Patients with gastric outlet obstruction usually have a history of nausea, vomiting, and epigastric pain or fullness. Severe metabolic disorders may cause neurologic symptoms especially in the elderly. Parkinsonism was never described in association to pyloric stenosis but the probable role of helicobacter pylori has been suspected for years [6,7].
The people with Parkinson’s disease are more likely than healthy people to be infected with this bacterium. Patients treated and cured of the infection showed a slight improvement. According to recent researches; the treatment of the common gastrointestinal infection with Helicobacter pylori may improve levodopa absorption in the gut and hence improve symptoms [8,9].
Traci Testerman and Michael Salvatore suggested that Helicobacter pylori, a bacterium that lives in the stomachs of about half the people in the world, may help trigger Parkinson’s disease. These researchers demonstrated that middle-aged mice infected with the ulcer-causing bacterium developed abnormal movement patterns similar to the Parkinson disease [10].
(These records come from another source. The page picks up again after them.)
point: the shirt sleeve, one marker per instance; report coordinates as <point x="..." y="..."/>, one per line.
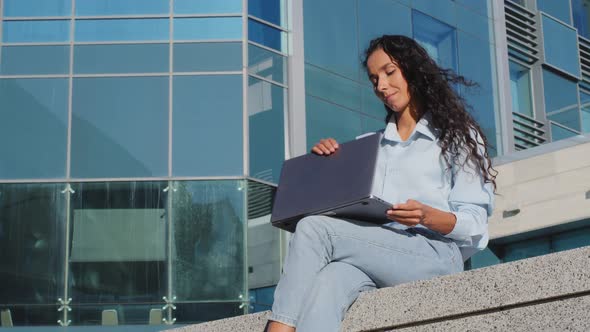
<point x="472" y="202"/>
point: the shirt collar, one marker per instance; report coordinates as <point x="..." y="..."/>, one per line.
<point x="422" y="127"/>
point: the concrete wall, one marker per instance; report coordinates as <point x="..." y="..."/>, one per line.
<point x="549" y="188"/>
<point x="549" y="292"/>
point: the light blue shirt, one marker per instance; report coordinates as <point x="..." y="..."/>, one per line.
<point x="415" y="169"/>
A link between Parkinson’s disease and the stomach bacterium can no longer be ignored.
Conclusion
Gastric outlet obstruction from peptic ulcer pyloric stenosis is not rare in Tunisia. The Helicobacter pylori infection plays a key role in the physiopathology of this syndrome. Dopamine-making cells may be the latest victims of the infection. This can promote the development of Parkinson’s disease.